China’s banking industry will improve steadily next year as transformation goes through and banks shift to credit business again, according to a report released by the Bank of Communications.

Chinese commercial banks’ profitability and asset quality stabilized in 2017 thanks to better-than-expected economic growth together with prudent monetary policy, said Lian Ping, chief economist at the country’s fifth largest bank, at a press event.

The scenario is expected to improve further in 2018, Lian said, adding banks are close to “bottoming out” in their financial performance.

Net profit of Chinese commercial banks is expected to grow 6.5 percent year on year in 2018. Around a quarter of the growth will come from improved net interest margin, a key driver behind lenders’ profitability.

Non-interest income is projected to contribute to 1 percent of the growth, the report shows.

The non-performing loan (NPL) ratio in 2018 will be in the range between 1.7 percent and 1.75 percent, compared with an estimated ratio of 1.74 percent in 2017, the report said.

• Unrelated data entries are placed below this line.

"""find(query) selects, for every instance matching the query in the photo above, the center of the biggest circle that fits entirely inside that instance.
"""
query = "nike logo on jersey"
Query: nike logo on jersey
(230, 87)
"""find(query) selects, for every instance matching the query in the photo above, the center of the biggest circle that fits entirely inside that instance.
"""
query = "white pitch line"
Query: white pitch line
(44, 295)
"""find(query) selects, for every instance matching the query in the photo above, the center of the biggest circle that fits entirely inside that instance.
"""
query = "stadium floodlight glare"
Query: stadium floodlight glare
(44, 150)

As the Chinese central government steps up efforts to fend off financial risks, compliance will be a top priority for banks, said Chiu Gaoching, deputy general manager of the financial research center of the Shanghai-based bank.

 “Credit business is our key banking service, which will remain so in the next year,” he added. “We will do what we are supposed to.”

Chinese banks will have a divergence in business performance in 2018 and beyond, as challenges from further market-oriented reforms in interest rates and financial technologies will weigh on smaller lenders and those that lack clear development strategies, Lian said.

“In 2017, some first movers, say, the big five state-owned banks, have made fast response to meet the ever-changing demands from consumers by teaming up with Internet and technology giants,” said Lian. “On the contrary, some market players who still don’t know what to do next strategically for the next three to five years will definitely fall behind.”